Later stages continued operating anyway and as a result, some objects were incorrectly classified as unused simply because the collector had not seen them during snapshot generation.

We didn't realize some valid data was marked as garbage to be deleted until ClickHouse attempted to read them and object storage started returning "file not found" errors.

Recovering deleted data

Recovery turned out to be just as hard as deciding what to delete in the first place.

The core difficulty was that remote objects are represented by opaque identifiers that bear no relation to their original file paths. Reconstructing relationships between: S3 blobs, ClickHouse parts, backups, mutations, and deduplicated files, required combining metadata from multiple systems.

For example on disk, ClickHouse stores the part using the table UUID:

disks/<disk_name>/store/<table_uuid[0:2]>/<table_uuid>/<part_name>/

And under data/, the same part is represented by the database and table:

data/<database_name>/<table_name>/<part_name>/

Backups follow the second structure, while runtime storage paths normally use the first one.

During recovery, a blob reported as missing from object storage cannot be mapped directly to a backup path. First, we need to translate from the runtime layout, which uses the table UUID, to the backup layout, which uses the database and table names. Then we need to locate the corresponding part and file inside the backup chain.

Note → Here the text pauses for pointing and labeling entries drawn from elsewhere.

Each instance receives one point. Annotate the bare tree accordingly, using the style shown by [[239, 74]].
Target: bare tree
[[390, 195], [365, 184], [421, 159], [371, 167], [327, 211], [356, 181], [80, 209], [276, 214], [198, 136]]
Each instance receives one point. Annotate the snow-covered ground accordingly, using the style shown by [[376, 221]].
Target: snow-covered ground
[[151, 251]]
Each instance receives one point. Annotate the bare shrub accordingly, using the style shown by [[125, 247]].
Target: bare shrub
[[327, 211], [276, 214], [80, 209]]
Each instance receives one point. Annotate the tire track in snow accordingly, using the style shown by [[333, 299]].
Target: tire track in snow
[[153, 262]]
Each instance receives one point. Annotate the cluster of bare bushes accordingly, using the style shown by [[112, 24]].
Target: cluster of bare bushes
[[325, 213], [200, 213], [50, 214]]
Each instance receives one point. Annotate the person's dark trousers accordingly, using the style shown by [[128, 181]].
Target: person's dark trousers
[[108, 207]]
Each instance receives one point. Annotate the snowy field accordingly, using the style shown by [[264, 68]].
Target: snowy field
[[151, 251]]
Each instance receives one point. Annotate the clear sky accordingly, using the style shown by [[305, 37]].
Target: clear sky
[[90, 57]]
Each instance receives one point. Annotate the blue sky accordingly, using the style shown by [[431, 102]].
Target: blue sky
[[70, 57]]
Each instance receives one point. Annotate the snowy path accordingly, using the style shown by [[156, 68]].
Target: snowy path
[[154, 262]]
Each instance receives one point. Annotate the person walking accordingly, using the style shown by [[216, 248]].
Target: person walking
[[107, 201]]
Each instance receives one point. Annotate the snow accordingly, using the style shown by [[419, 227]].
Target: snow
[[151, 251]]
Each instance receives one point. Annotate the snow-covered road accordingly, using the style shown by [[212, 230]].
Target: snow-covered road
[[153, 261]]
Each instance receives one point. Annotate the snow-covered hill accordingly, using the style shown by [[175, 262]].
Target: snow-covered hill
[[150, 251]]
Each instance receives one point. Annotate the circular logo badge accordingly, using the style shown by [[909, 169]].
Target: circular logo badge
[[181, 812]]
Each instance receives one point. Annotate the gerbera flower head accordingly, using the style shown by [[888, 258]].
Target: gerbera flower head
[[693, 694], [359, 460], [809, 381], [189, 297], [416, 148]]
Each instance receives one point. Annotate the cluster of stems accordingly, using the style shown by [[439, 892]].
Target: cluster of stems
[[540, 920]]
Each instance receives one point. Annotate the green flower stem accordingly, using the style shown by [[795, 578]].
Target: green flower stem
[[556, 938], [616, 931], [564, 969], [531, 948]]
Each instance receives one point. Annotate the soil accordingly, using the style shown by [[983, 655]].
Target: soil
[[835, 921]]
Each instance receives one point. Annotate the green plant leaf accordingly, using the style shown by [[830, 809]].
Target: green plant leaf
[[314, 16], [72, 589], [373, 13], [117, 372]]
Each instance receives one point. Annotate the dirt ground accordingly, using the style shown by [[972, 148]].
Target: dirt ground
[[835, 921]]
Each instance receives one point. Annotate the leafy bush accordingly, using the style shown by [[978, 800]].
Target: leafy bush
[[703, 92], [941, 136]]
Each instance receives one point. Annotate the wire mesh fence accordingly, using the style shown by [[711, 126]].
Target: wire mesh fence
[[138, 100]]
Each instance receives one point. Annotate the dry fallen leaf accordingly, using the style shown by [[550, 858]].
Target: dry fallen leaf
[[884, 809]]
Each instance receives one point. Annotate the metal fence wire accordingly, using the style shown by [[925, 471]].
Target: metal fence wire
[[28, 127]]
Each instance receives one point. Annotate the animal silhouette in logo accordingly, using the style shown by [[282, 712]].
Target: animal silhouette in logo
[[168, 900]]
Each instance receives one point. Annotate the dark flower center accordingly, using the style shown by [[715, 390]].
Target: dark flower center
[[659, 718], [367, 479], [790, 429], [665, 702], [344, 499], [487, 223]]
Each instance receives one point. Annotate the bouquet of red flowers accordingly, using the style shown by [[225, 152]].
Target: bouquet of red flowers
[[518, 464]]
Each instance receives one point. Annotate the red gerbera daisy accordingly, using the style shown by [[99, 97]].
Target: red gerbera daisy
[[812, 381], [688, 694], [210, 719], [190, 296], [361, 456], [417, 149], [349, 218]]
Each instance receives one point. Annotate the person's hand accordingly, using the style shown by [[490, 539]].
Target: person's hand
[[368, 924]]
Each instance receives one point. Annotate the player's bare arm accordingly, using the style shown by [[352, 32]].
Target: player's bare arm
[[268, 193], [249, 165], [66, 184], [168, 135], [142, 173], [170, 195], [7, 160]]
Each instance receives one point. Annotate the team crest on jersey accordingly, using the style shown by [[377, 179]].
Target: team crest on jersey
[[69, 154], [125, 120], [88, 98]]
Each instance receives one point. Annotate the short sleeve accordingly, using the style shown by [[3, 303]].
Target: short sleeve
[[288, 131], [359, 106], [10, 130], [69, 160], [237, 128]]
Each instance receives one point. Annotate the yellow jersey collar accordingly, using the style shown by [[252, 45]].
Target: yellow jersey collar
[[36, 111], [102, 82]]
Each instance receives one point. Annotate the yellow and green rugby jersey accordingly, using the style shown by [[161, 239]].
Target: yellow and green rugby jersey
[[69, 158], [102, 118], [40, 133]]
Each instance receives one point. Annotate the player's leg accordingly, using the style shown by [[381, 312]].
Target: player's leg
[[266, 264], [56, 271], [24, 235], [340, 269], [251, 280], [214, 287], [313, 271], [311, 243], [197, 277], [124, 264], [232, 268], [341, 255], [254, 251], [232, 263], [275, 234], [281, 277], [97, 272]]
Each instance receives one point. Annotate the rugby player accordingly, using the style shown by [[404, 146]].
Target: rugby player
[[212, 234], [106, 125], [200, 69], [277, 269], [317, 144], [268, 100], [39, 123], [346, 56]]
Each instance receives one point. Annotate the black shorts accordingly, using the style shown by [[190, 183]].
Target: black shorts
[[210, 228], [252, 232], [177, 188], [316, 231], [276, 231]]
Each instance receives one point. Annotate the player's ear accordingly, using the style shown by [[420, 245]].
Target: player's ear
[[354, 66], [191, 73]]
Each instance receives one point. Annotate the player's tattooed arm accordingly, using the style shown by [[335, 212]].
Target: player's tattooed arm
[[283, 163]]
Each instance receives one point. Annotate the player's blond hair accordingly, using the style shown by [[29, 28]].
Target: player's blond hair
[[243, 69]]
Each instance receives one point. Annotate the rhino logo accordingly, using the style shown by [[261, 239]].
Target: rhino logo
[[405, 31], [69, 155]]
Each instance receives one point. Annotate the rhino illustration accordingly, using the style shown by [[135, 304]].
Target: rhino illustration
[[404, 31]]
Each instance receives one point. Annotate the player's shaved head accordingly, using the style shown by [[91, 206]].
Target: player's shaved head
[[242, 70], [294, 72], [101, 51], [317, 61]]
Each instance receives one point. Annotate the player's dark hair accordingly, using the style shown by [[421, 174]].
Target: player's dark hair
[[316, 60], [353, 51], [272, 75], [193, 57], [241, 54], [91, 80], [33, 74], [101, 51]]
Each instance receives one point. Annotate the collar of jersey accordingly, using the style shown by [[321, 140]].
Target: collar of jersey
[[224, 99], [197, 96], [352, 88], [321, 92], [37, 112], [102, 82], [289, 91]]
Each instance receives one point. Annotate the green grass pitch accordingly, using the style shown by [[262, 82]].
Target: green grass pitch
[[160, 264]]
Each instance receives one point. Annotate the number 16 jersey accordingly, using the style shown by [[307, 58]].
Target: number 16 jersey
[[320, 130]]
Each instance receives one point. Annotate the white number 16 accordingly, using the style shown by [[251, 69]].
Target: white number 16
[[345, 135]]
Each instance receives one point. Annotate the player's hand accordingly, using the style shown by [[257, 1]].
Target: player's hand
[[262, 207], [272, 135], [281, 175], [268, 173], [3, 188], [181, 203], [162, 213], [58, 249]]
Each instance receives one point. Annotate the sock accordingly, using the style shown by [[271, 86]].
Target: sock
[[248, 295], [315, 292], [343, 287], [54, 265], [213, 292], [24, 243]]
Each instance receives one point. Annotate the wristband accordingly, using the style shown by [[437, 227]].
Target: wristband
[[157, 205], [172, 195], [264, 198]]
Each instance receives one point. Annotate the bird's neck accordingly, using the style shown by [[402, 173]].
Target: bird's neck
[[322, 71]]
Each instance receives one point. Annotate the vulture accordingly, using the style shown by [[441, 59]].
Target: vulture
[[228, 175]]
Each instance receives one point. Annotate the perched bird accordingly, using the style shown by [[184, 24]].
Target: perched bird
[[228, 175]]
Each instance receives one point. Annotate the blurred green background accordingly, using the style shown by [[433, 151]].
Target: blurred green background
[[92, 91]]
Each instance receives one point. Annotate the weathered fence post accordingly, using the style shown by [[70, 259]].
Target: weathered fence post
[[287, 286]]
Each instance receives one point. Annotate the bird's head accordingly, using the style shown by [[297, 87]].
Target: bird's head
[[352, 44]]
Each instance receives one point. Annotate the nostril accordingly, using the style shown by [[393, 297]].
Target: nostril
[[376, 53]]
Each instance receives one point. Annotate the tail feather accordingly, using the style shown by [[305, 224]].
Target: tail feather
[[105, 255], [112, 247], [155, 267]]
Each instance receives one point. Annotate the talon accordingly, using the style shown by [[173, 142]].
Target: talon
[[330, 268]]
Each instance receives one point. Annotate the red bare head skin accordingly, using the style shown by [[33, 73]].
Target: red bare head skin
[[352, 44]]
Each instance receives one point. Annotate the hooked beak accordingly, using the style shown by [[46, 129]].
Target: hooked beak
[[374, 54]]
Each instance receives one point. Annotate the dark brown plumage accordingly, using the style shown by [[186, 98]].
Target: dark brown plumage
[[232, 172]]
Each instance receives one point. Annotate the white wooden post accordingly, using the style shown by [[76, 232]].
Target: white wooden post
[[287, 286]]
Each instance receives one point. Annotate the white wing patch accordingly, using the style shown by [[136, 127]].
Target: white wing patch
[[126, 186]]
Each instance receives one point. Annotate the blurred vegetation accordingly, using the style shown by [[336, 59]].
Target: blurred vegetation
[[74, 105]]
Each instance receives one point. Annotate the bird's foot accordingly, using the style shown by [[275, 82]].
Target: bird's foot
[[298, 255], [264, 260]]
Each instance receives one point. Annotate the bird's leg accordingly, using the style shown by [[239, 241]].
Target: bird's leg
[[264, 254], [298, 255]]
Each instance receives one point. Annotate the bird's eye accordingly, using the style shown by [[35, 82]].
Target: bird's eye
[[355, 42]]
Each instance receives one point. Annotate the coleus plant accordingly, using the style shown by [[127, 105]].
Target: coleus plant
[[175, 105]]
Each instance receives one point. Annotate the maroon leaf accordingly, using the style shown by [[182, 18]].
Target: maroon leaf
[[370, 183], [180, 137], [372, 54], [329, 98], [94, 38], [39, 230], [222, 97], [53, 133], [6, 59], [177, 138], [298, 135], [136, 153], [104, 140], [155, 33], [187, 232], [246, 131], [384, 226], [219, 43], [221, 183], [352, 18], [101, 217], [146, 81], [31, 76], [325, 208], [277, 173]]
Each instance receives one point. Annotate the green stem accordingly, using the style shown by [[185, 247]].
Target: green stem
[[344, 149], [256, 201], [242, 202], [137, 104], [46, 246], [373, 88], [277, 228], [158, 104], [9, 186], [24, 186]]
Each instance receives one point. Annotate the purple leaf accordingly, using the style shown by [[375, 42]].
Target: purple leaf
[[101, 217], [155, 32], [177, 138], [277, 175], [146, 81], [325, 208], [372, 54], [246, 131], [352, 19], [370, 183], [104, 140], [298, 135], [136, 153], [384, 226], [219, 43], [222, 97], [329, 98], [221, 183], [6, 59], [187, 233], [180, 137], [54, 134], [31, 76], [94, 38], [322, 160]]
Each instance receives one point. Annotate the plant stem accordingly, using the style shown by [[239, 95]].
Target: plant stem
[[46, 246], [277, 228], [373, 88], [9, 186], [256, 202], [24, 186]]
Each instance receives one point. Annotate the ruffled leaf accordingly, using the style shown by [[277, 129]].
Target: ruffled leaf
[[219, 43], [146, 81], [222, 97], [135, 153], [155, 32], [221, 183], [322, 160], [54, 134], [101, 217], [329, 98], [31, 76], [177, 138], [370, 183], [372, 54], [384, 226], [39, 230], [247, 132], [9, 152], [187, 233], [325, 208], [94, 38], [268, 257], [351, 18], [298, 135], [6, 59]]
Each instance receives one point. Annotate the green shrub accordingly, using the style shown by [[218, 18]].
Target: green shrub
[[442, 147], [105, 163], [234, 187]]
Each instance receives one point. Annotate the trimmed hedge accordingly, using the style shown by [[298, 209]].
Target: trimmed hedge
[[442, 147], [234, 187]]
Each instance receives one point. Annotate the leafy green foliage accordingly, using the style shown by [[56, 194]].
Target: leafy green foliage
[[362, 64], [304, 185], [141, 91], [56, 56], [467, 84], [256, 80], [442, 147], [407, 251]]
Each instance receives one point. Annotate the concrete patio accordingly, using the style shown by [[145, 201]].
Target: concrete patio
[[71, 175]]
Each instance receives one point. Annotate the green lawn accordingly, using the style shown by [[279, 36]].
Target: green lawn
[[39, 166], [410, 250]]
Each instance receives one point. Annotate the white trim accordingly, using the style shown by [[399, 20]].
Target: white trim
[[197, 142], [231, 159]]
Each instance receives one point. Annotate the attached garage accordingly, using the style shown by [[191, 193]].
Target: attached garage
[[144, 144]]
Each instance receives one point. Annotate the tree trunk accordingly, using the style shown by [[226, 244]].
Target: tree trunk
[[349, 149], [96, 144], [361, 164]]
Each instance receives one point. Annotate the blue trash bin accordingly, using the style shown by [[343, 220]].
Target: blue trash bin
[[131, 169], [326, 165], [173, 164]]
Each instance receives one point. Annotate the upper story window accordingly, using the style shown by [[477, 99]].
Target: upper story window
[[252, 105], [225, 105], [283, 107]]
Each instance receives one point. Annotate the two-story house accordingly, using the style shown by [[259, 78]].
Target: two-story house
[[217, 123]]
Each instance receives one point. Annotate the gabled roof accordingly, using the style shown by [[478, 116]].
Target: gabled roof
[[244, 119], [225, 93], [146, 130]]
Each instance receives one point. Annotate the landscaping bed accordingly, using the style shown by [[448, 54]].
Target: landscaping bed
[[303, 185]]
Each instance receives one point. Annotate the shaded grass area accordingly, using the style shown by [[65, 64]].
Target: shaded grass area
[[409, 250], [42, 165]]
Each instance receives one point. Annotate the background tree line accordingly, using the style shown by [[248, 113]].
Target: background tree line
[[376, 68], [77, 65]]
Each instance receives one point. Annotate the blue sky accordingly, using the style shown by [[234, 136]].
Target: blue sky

Several additional complications made recovery even messier:

• backup layouts differed from runtime storage layouts,
• part mutations changed part names over time,
• or backup chains contained multiple generations of files.

In some cases, restoring one missing object only revealed additional missing objects from the same part afterward.

To recover safely, we had to:

• rebuild complete snapshots of remote object mappings,
• correlate deleted blobs with active parts,
• search across entire backup chains,
• account for mutations and renamed parts,
• and identify deduplicated files indirectly through metadata and checksums.

The investigation involved reconstructing relationships across millions of objects and many independent metadata sources. Tooling assistance (including LLMs) significantly accelerated parts of the recovery process during the incident response.

In the end, we got all the affected data back and validated our recovery procedures. The whole ordeal made our process considerably more robust.

Lessons learned

The biggest challenge in this project was not identifying garbage. It was proving that data was truly unused before we dared to delete it.

In ClickHouse clusters using replicated tables and zero-copy, deletion workflows are only as reliable as the metadata snapshots they depend on. In our case, incomplete collection snapshots caused legitimate objects to be classified as garbage, even though the rest of deletion logic itself was correct.

That experience forced us to improve several parts of the system:

• stronger snapshot validation,
• safer orchestration between collection phases,
• better observability around storage metadata,
• and more robust recovery procedures when things go wrong.

We’re also rethinking how we operate the garbage collector itself. Right now, we’re still figuring out the right execution frequency to balance storage savings against operational risk.

Meanwhile, fixes to prevent the creation of new orphaned objects are already being rolled out across clusters.